Однажды в Риме, надменный Руф, которого переносили в паланкине по узким улицам города, приказал рабам – рослым каппадокийцам, чтобы те никому не уступали дорогу. И когда им попались навстречу носилки с Коммодом, они грубо оттеснили его рабов в сторону. Цейоний заметил, как шевельнулась занавеска на паланкине, как из-за нее выглянула холодная, высокомерная физиономия наместника Сирии.
Сейчас это лицо стало другим: Руф потерял былую самоуверенность и превратился в жалкого субъекта, от которого все отвернулись.

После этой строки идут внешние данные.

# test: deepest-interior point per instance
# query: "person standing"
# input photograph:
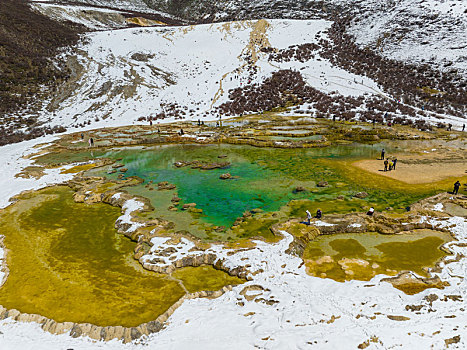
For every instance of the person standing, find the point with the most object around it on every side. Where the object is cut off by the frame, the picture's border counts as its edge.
(456, 187)
(319, 214)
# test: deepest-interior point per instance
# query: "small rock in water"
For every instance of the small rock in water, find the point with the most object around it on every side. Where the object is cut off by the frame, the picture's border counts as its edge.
(361, 195)
(299, 189)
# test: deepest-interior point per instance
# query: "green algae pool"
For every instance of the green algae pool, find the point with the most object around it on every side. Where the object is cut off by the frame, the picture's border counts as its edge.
(362, 256)
(67, 262)
(264, 178)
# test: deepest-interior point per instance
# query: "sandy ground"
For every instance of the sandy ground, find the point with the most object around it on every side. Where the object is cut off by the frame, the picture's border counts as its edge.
(417, 169)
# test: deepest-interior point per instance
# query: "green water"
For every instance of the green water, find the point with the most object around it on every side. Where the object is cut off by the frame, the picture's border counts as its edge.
(68, 263)
(264, 178)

В пещере, куда Адриан вошел в сопровождении легатов, свиты и охраны, было удивительно тихо. Крики и брань, вопли побежденных, черные дымы в небе и запах гари, все это осталось там, за стенами. Здесь веяло прохладой, сырые стены неровно освещались горящими факелами, но было достаточно светло, чтобы охватить взглядом всю пещеру.
Император заметил сбоку несколько трупов евреев, валявшихся вповалку. В дальнем полутемном углу, отдельно ото всех, лежало еще одно тело. Он подошел ближе. Позади столпилась свита; в небольшом пространстве под низкими сводами слышалось шумное дыхание людей.